A quantitative real-time PCR (qRT-PCR) assay was carried out using a LightCycler® 96 SW 1.1 instrument (Roche, Germany). The reaction mixture was composed of SYBR Premix Ex Taq II (Takara, China), the relevant specific primer set (Table 1), and DNA template. β-actin was used as a housekeeping gene (De Boever et al., 2008). Quantitative PCR was performed with ABI ViiA7 Real-Time PCR System (Applied Biosystems, Carlsbad, CA, United States). The amplification program used was as follows: an initial denaturation step at 95°C for 10 min, followed by 30 cycles of denaturation at 95°C for 30 s, annealing at 60°C for 1 min and extension at 72°C for 1 min, and a final extension step at 72°C for 8 min. The results were analyzed by the CT method using the onboard data assist software (version 3.0, Applied Biosystems/Life Technologies). The data were normalized to the β-actin gene expression.

TABLE 1

Table 1. List of primer sequences^a used for quantitative real-time PCR (qRT-PCR) analysis.

Hemagglutination

The hemagglutination (HA) activity of OMVs was determined using a standard HA microtiter assay. Briefly, twofold dilutions of OMVs in 25 μl volumes of PBS were prepared in duplicate in a U-bottomed microtiter plate. Thereafter, 25 μl of either 1% fresh or glutaraldehyde-fixed chicken red blood cells was added to each well containing OMVs plus the control wells that contained 25 μl of diluent only. The plates were incubated at room temperature for 30–60 min, and red blood cells agglutination was detected by direct visual inspection.

OMV Vaccine Evaluation

A mixture of OMVs and MONTANIDE™ ISA 71 VG adjuvants (SEPPIC, Shanghai, China) was emulsified at a 3:7 mass ratio (antigen:adjuvant). The vaccine, termed V-OMVs-A, contained 100 μg/ml of hp8 OMVs (protein concentration). The 42-day-old SPF chickens were randomly divided into a V-OMVs-A vaccinated group and a PBS control group (n = 30 in each group). A 0.5-ml volume of V-OMVs-A was injected into chicken by the breast muscle route in the vaccinated group. The second injection was administered at 2 weeks after the first dose. The control birds were inoculated with PBS.
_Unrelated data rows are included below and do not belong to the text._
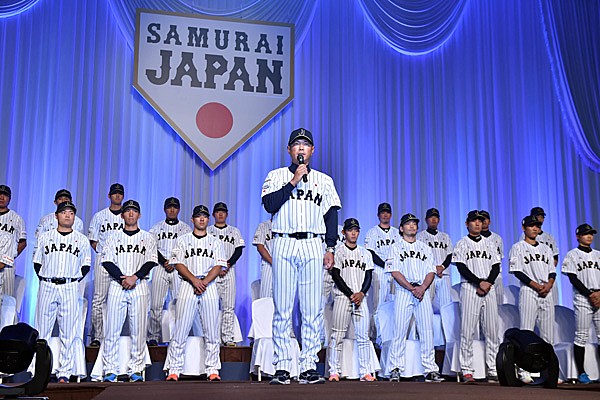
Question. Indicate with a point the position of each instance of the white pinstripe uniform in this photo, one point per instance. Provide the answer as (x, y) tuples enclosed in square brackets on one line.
[(263, 235), (414, 261), (61, 256), (104, 224), (166, 234), (537, 263), (49, 222), (479, 257), (7, 252), (12, 223), (199, 255), (128, 253), (352, 264), (441, 246), (298, 263), (587, 268), (231, 238)]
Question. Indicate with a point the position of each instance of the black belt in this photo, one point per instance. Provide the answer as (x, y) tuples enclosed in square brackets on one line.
[(59, 281), (297, 235)]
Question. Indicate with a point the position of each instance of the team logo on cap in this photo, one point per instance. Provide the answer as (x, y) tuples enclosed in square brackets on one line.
[(216, 81)]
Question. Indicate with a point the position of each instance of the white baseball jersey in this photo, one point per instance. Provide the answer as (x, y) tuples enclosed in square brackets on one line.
[(440, 245), (12, 223), (311, 200), (62, 256), (49, 222)]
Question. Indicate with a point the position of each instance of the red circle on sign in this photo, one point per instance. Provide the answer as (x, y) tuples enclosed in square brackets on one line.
[(214, 120)]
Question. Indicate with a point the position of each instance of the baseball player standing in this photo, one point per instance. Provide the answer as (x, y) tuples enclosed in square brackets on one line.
[(441, 248), (262, 241), (164, 278), (104, 223), (199, 258), (304, 204), (233, 244), (49, 221), (378, 241), (61, 259), (352, 274), (410, 262), (12, 223), (128, 255), (582, 266), (478, 262)]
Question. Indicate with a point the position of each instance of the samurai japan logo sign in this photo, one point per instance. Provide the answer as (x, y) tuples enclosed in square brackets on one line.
[(216, 81)]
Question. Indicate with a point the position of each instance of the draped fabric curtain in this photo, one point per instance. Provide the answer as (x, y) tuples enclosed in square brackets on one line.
[(573, 40), (469, 118)]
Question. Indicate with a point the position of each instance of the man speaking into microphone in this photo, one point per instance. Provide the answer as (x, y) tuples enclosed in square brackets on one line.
[(304, 205)]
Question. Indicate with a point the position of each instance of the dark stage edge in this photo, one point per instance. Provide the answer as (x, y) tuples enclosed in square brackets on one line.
[(339, 390)]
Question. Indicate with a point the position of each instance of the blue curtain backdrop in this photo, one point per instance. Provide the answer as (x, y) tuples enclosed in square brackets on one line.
[(469, 114)]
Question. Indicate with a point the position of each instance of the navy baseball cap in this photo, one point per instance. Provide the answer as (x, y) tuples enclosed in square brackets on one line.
[(408, 217), (585, 229), (199, 210), (535, 211), (475, 214), (172, 202), (131, 204), (64, 205), (6, 190), (63, 193), (384, 207), (351, 223), (432, 212), (530, 220), (116, 188), (300, 133)]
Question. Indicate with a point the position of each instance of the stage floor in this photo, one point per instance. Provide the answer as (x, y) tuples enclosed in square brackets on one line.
[(330, 391)]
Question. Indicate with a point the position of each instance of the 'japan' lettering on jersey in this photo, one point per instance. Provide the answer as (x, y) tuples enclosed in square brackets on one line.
[(353, 263), (129, 253), (308, 203), (230, 236), (166, 235), (477, 256), (62, 256), (49, 222), (104, 223), (413, 260), (198, 254), (585, 265), (534, 261)]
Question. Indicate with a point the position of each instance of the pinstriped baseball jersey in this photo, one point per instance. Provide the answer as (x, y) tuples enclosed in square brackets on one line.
[(352, 263), (308, 203), (12, 223), (103, 224), (62, 255), (49, 222), (380, 240), (585, 265), (534, 261), (413, 260), (230, 236), (440, 245), (129, 253), (477, 256), (198, 254)]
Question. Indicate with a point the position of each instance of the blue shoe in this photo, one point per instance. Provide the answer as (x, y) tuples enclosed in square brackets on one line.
[(583, 378), (136, 377)]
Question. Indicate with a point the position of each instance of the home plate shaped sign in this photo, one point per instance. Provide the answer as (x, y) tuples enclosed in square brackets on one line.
[(216, 81)]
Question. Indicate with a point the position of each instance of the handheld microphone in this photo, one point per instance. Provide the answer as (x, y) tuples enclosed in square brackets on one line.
[(301, 161)]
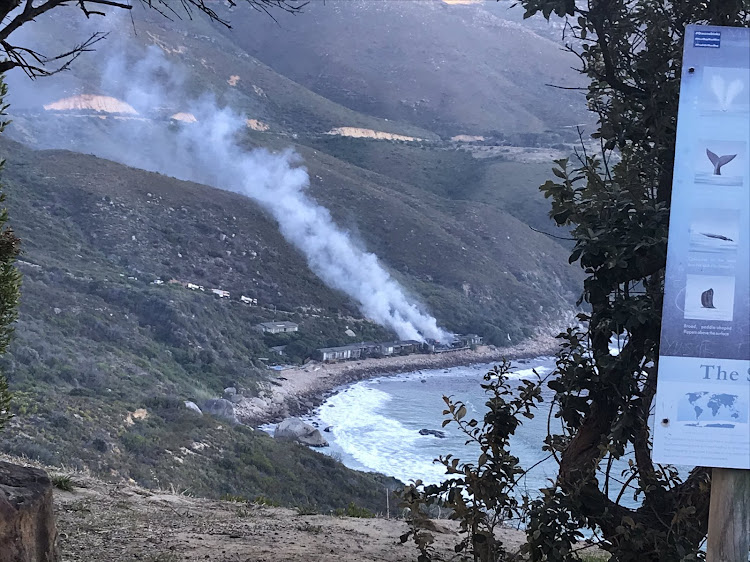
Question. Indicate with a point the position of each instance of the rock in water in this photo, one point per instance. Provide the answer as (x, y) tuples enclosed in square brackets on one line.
[(192, 406), (220, 408), (27, 522), (297, 430), (434, 432)]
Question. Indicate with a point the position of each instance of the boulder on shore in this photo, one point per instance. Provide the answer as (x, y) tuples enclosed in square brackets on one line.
[(297, 430), (222, 409), (27, 521)]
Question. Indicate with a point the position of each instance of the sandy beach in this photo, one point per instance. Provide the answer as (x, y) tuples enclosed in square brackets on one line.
[(299, 390)]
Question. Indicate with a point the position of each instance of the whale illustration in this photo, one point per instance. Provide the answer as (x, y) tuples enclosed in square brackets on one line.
[(719, 161), (717, 236), (707, 299)]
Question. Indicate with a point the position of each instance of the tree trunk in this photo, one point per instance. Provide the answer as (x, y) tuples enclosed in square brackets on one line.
[(27, 522)]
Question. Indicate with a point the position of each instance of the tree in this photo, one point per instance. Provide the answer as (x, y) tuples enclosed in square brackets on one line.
[(14, 14), (615, 199), (10, 279), (631, 51)]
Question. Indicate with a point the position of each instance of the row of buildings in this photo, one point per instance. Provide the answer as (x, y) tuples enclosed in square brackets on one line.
[(406, 347)]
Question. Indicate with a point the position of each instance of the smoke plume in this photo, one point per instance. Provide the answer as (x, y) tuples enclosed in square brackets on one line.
[(207, 151)]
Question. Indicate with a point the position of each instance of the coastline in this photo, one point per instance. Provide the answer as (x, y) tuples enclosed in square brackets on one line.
[(297, 391)]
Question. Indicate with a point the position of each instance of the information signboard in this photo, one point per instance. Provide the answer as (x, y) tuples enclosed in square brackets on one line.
[(702, 407)]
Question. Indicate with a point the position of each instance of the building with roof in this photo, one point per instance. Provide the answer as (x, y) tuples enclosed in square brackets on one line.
[(278, 327)]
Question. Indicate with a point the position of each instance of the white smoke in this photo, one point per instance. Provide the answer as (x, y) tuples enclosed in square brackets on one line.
[(278, 184), (208, 151)]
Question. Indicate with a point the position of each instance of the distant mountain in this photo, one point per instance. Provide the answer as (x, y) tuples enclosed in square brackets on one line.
[(417, 67), (108, 324), (451, 69)]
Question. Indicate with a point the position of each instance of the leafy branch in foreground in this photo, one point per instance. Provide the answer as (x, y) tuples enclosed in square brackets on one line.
[(616, 205), (482, 496)]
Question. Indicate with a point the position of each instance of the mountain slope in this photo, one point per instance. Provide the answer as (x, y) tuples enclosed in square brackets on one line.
[(452, 69)]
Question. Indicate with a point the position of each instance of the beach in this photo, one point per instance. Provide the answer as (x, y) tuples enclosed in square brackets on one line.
[(299, 390)]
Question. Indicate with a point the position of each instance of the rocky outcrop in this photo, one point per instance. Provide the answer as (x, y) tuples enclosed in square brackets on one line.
[(297, 430), (27, 523), (220, 408), (193, 407)]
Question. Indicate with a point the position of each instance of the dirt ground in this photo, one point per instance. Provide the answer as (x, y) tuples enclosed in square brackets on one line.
[(106, 522)]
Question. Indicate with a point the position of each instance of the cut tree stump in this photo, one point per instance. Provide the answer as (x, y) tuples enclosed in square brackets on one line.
[(27, 521)]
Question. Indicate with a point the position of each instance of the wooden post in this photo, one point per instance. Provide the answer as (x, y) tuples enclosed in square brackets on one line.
[(729, 516)]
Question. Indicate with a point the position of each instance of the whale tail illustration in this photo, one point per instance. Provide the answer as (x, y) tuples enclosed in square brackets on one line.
[(707, 299), (719, 161)]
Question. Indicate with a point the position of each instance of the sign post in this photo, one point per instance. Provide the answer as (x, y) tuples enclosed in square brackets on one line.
[(702, 409)]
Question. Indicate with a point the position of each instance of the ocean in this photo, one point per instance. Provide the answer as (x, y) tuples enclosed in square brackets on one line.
[(374, 425)]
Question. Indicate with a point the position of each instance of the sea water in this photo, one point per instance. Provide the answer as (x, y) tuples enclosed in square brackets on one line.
[(374, 425)]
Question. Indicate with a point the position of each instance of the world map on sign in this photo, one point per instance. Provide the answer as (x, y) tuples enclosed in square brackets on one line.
[(709, 409)]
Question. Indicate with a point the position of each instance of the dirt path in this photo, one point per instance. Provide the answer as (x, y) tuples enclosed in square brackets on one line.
[(295, 391), (110, 523)]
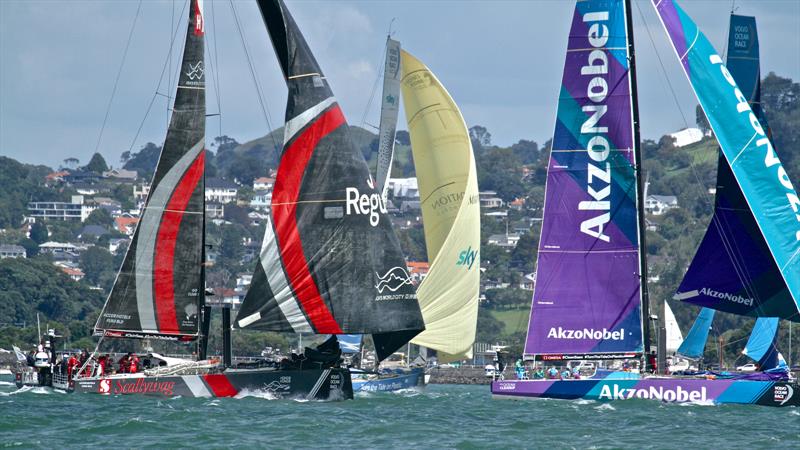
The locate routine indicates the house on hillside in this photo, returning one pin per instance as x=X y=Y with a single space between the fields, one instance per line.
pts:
x=126 y=225
x=490 y=200
x=221 y=191
x=263 y=184
x=12 y=251
x=121 y=175
x=687 y=136
x=76 y=209
x=660 y=204
x=507 y=241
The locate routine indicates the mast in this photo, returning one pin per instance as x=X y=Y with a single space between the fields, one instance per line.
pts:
x=637 y=155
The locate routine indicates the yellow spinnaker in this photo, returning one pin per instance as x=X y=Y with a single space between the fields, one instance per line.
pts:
x=448 y=190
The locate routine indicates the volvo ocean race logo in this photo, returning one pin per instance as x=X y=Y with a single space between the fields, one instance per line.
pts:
x=363 y=204
x=770 y=157
x=727 y=296
x=392 y=280
x=598 y=177
x=679 y=394
x=196 y=71
x=782 y=394
x=586 y=333
x=467 y=258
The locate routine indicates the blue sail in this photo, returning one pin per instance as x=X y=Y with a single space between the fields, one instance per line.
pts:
x=695 y=341
x=762 y=343
x=735 y=270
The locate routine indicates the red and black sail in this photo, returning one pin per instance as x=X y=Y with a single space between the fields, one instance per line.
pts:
x=330 y=262
x=158 y=291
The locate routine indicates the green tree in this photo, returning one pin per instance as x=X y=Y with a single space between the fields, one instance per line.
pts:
x=97 y=164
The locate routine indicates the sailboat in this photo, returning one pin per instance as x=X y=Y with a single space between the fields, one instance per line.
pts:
x=330 y=262
x=589 y=301
x=448 y=185
x=743 y=262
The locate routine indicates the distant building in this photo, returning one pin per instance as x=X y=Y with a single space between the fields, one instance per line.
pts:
x=263 y=184
x=115 y=244
x=489 y=200
x=660 y=204
x=12 y=251
x=74 y=210
x=220 y=191
x=126 y=225
x=403 y=187
x=121 y=174
x=73 y=272
x=215 y=210
x=507 y=241
x=418 y=270
x=261 y=200
x=687 y=136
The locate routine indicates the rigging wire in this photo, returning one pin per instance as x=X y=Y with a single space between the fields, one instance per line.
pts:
x=158 y=86
x=119 y=74
x=259 y=90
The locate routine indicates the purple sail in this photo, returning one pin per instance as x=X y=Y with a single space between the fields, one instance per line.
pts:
x=587 y=297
Four weeks after the second immunization, all chickens from each group were challenged with one of the three serovars of A. paragallinarum (10 chickens for each serovar) – hp8 (5 × 10⁵ CFUs/0.2 ml), BJ (2 × 10⁵ CFUs/0.2 ml), and 668 (5 × 10⁵ CFUs/0.2 ml), by intranasal inoculation. Clinical signs of infectious coryza, such as mucous exudate from the nostrils, sneezing, swelling of the infraorbital sinuses, facial edema, and conjunctivitis, were recorded from the second to the eighth day postchallenge. All birds were monitored daily, and an individual score was given based on clinical signs: 0, active with no adverse clinical sign; 1, mild facial swelling and or nasal discharge; 2, moderate facial swelling and or nasal discharge, slightly weak with dropped wings weak; and 3, severe facial swelling and or nasal discharge, unresponsive with eyes closed. All chickens were then humanely euthanized, and swabs, taken from both infraorbital sinuses, were cultured on blood agar with a Staphylococcus epidermidis nurse colony (Soriano et al., 2004). The inoculated plates were incubated at 37°C with 5% CO₂. The presence of satellitic colonies, indicating the recovery of the challenge strain of A. paragallinarum, was recorded after overnight incubation. Protection was defined as the absence of clinical signs of infectious coryza and a failure to reisolate A. paragallinarum.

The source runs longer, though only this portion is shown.